Seine Kritik richtet sich auch gegen Politiker und öffentliche Einrichtungen, die weiterhin auf diesen Netzwerken aktiv sind. Trotz Kontroversen um Deepfakes, Algorithmen und gewaltverherrlichende Inhalte unterhalten Abgeordnete aller großen Fraktionen – darunter die Grüne Britta Haßelmann und der Unionspolitiker Roderich Kiesewetter – weiterhin Accounts. Selbst Bundesministerien und die EU-Kommission sind auf X präsent, während TikTok etwa den Account einer Holocaust-Überlebenden mit über 500.000 Followern beherbergt.
Böhmermann thematisierte zudem einen jüngsten Planungsfehler: Ein Konzert des Rappers Chefket war auf den 7. Oktober datiert – ein Datum von besonderer Bedeutung für jüdische Gemeinden. Er bezeichnete dies als "schlechte terminliche Entscheidung" und bekannte das Versäumnis.
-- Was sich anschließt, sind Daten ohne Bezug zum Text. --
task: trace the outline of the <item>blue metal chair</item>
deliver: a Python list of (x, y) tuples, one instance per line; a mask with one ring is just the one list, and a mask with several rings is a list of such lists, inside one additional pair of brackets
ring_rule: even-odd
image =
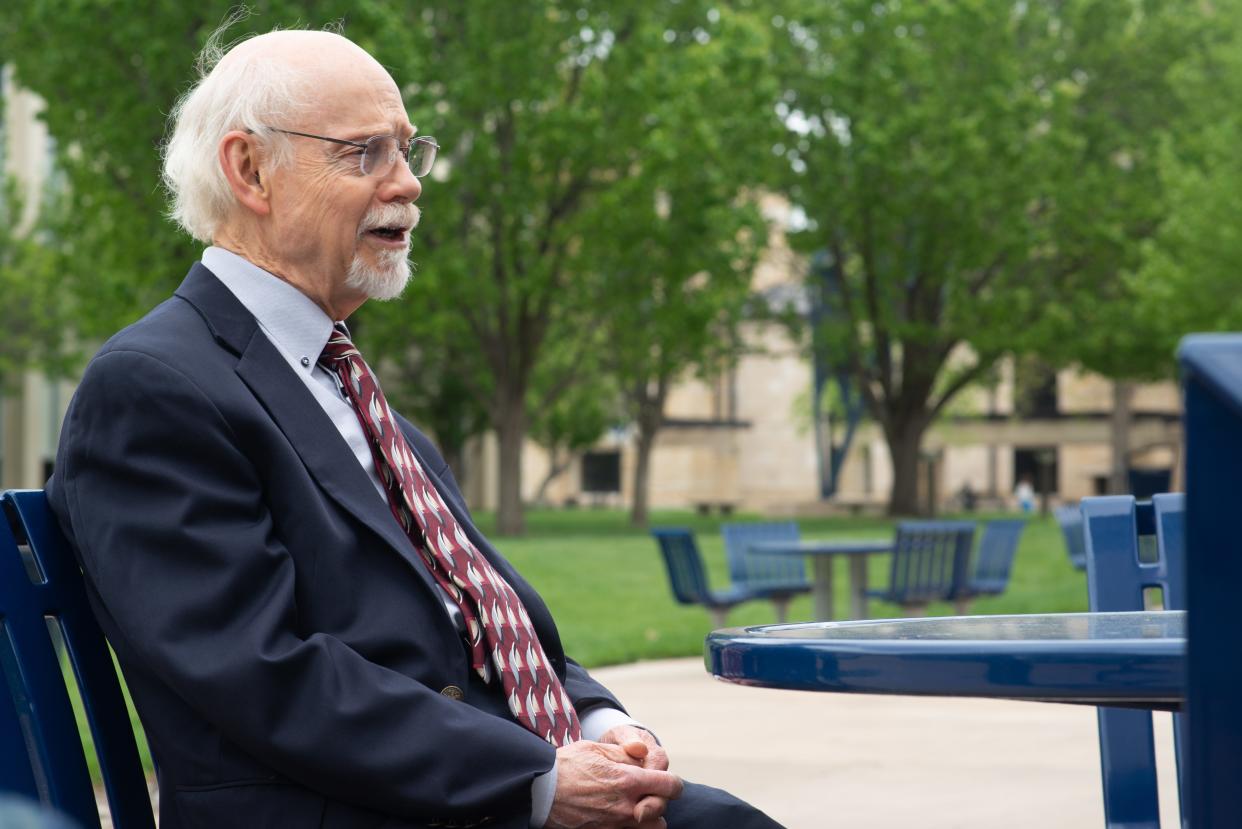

Darüber hinaus bekräftigte er seine Haltung zur AfD und sprach sich trotz rechtlicher Hürden für ein Verbot der Partei aus.
Eine Studie zur Bundestagswahl 2025 untersucht zwar, wie Spitzenkandidaten soziale Medien nutzen, doch Böhmermanns Fokus liegt auf strukturellen Veränderungen. Er besteht darauf, dass Regulierung ohne Ausnahmen für Politiker oder Institutionen gelten müsse.
Seine Forderungen nach Regulierung und Plattform-Abstinenz stehen im Kontrast zur anhaltenden Präsenz deutscher Amtsträger in sozialen Medien. Die Debatte verdeutlicht die Spannung zwischen Meinungsfreiheit, politischer Strategie und den Risiken unkontrollierter Tech-Macht.
Nun stellt sich die Frage, ob die Politik ihren digitalen Auftritt überdenkt – oder stattdessen auf strengere Kontrollen der Plattformen drängt, die sie weiterhin nutzt.